Search code examples
pythonpysparkh2osparkling-water

Sparkling Water - run python script as a Spark Application


I have some trouble with Sparkling Water to run a python script as a Spark Application. I use this command to execute my script on Spark :

./bin/spark-submit \

--packages ai.h2o:sparkling-water-core_2.10:1.5.12 \

--py-files $SPARKLING_HOME/py/dist/pySparkling-1.5.12-py2.7.egg $SPARKLING_HOME/Python/test.py

and I have this falling error :

py4j.protocol.Py4JError: Trying to call a package.

logs :

> Traceback (most recent call last):
  File "/Users/Documents/sparkling-water-1.5.12/Python/test.py", line 5, in <module>
    hc= H2OContext(sc).start()
  File "/Users/Documents/sparkling-water-1.5.12/py/dist/pySparkling-1.5.12-py2.7.egg/pysparkling/context.py", line 72, in __init__
  File "/Users/Documents/sparkling-water-1.5.12/py/dist/pySparkling-1.5.12-py2.7.egg/pysparkling/context.py", line 96, in _do_init
  File "/Users/Documents/spark-1.5.2-bin-hadoop2.4/python/lib/py4j-0.8.2.1-src.zip/py4j/java_gateway.py", line 726, in __getattr__
py4j.protocol.Py4JError: Trying to call a package.
16/04/11 16:58:39 INFO SparkContext: Invoking stop() from shutdown hook
16/04/11 16:58:39 INFO SparkUI: Stopped Spark web UI at http://192.168.181.84:4042
16/04/11 16:58:39 INFO DAGScheduler: Stopping DAGScheduler
16/04/11 16:58:39 INFO MapOutputTrackerMasterEndpoint: MapOutputTrackerMasterEndpoint stopped!
16/04/11 16:58:39 INFO MemoryStore: MemoryStore cleared
16/04/11 16:58:39 INFO BlockManager: BlockManager stopped
16/04/11 16:58:39 INFO BlockManagerMaster: BlockManagerMaster stopped
16/04/11 16:58:39 INFO OutputCommitCoordinator$OutputCommitCoordinatorEndpoint: OutputCommitCoordinator stopped!
16/04/11 16:58:39 INFO SparkContext: Successfully stopped SparkContext
16/04/11 16:58:39 INFO ShutdownHookManager: Shutdown hook called
16/04/11 16:58:39 INFO ShutdownHookManager: Deleting directory /private/var/fold

How can I resolve this issue ? I am following exactly the command from the booklet : https://h2o-release.s3.amazonaws.com/h2o/rel-turan/3/docs-website/h2o-docs/booklets/SparklingWaterVignette.pdf


Solution

  • It's actually a critical bug we know about in Sparkling Water team and it's fixed in a new release with other hotfixes. The bug is already fixed ( https://0xdata.atlassian.net/browse/SW-107) and a new release should be out very soon.

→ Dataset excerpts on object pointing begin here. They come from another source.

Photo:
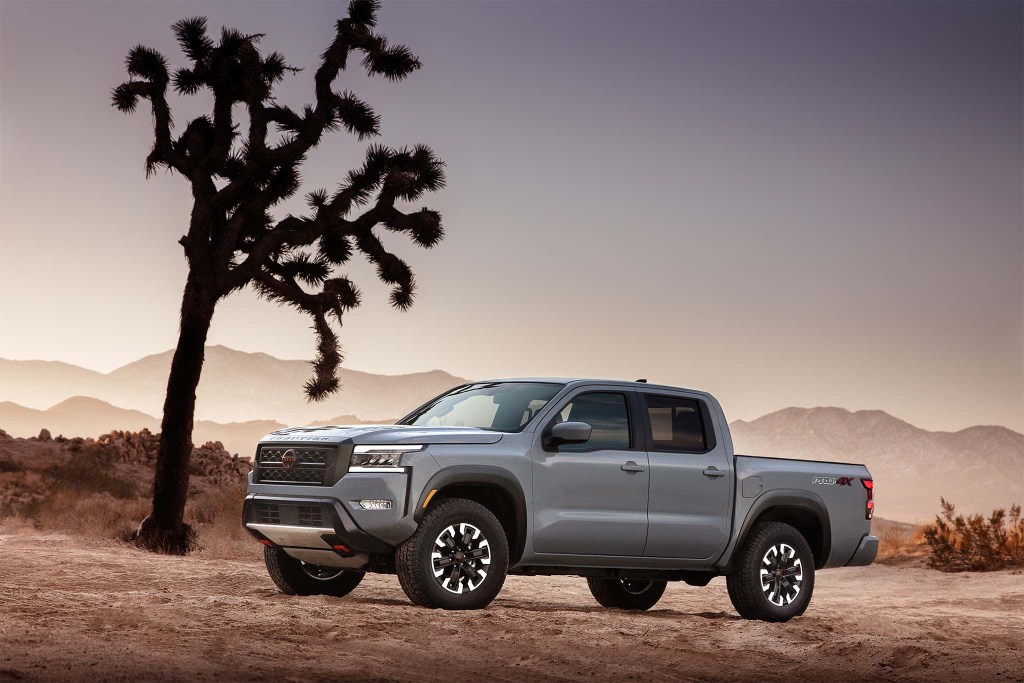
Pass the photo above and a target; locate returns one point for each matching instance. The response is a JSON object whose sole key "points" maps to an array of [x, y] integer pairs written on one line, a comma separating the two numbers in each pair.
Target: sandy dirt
{"points": [[70, 610]]}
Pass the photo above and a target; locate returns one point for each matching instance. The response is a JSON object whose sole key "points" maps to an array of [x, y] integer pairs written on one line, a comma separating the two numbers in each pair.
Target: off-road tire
{"points": [[744, 583], [626, 594], [290, 577], [415, 564]]}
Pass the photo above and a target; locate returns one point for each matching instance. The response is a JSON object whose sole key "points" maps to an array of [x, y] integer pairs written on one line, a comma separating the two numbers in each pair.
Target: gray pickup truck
{"points": [[626, 483]]}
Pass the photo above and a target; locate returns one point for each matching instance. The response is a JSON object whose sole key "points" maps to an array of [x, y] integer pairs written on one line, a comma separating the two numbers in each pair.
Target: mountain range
{"points": [[978, 468], [236, 387]]}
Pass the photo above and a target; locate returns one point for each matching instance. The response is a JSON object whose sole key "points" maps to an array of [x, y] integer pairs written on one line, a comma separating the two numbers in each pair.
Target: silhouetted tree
{"points": [[233, 241]]}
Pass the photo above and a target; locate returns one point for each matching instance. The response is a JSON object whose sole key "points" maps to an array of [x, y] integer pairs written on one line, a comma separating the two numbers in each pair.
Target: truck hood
{"points": [[384, 434]]}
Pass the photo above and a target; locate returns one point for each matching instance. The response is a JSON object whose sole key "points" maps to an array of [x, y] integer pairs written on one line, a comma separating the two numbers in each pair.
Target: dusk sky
{"points": [[784, 204]]}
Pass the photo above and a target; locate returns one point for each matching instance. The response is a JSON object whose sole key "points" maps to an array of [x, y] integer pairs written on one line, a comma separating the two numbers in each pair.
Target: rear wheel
{"points": [[627, 593], [457, 559], [773, 579], [296, 578]]}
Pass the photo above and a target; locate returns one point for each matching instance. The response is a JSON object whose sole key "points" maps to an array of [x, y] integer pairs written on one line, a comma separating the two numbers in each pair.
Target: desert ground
{"points": [[72, 609]]}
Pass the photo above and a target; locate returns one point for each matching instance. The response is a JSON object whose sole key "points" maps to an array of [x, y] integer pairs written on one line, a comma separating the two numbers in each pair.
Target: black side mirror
{"points": [[569, 432]]}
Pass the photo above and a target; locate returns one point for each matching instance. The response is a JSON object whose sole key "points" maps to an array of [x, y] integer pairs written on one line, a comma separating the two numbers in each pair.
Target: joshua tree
{"points": [[233, 239]]}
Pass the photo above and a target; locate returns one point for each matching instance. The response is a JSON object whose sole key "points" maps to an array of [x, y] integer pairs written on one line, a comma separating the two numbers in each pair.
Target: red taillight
{"points": [[869, 508]]}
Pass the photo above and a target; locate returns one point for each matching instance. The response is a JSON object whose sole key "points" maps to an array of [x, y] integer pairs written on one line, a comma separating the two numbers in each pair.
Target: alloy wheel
{"points": [[781, 574], [461, 557]]}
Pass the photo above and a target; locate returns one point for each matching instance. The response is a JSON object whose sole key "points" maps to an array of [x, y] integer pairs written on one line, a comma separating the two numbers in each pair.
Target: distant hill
{"points": [[236, 387], [81, 416], [244, 396], [978, 468]]}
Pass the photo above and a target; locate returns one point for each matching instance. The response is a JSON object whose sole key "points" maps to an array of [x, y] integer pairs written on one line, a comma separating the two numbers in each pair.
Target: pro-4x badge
{"points": [[834, 481]]}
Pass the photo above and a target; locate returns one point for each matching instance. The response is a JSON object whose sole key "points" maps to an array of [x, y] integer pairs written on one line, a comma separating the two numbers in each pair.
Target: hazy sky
{"points": [[781, 203]]}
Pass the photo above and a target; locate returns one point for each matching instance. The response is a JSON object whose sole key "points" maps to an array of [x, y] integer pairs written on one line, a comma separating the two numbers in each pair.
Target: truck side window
{"points": [[676, 424], [606, 414]]}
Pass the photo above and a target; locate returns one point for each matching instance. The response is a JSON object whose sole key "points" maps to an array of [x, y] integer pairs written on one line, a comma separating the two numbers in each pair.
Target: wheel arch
{"points": [[494, 487], [804, 511]]}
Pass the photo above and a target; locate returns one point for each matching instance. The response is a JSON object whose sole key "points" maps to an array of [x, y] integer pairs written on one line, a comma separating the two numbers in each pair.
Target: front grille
{"points": [[301, 465], [292, 515]]}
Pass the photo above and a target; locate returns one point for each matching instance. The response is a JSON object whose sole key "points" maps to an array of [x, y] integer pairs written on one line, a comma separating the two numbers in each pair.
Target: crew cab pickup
{"points": [[628, 484]]}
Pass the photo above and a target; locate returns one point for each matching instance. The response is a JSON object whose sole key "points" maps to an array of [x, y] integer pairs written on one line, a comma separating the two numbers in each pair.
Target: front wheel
{"points": [[773, 579], [457, 559], [296, 578], [627, 593]]}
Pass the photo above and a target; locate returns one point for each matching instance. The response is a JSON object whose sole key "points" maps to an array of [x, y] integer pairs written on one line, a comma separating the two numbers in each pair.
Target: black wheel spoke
{"points": [[782, 579], [459, 564]]}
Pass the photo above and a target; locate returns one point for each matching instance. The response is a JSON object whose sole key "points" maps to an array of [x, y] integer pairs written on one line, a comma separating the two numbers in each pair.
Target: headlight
{"points": [[380, 456]]}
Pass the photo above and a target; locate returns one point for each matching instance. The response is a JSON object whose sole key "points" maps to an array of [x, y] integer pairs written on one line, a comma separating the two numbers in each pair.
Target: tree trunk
{"points": [[164, 529]]}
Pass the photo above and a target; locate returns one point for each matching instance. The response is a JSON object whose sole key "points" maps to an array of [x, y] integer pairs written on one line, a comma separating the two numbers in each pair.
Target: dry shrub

    I'll keep you updated and let you know when new release is out.

    EDITED 29 April 2016

    New release with the fix is out.

    For spark 1.6 - http://h2o-release.s3.amazonaws.com/sparkling-water/rel-1.6/3/index.html

    For spark 1.5 - http://h2o-release.s3.amazonaws.com/sparkling-water/rel-1.5/14/index.html

    You don't need to call -packages any more to add sparkling-water-core. The pySparkling egg file already contains all necessary Java/Scala classes it needs. So all you need to do is just set egg file using the py-files option and that should be it.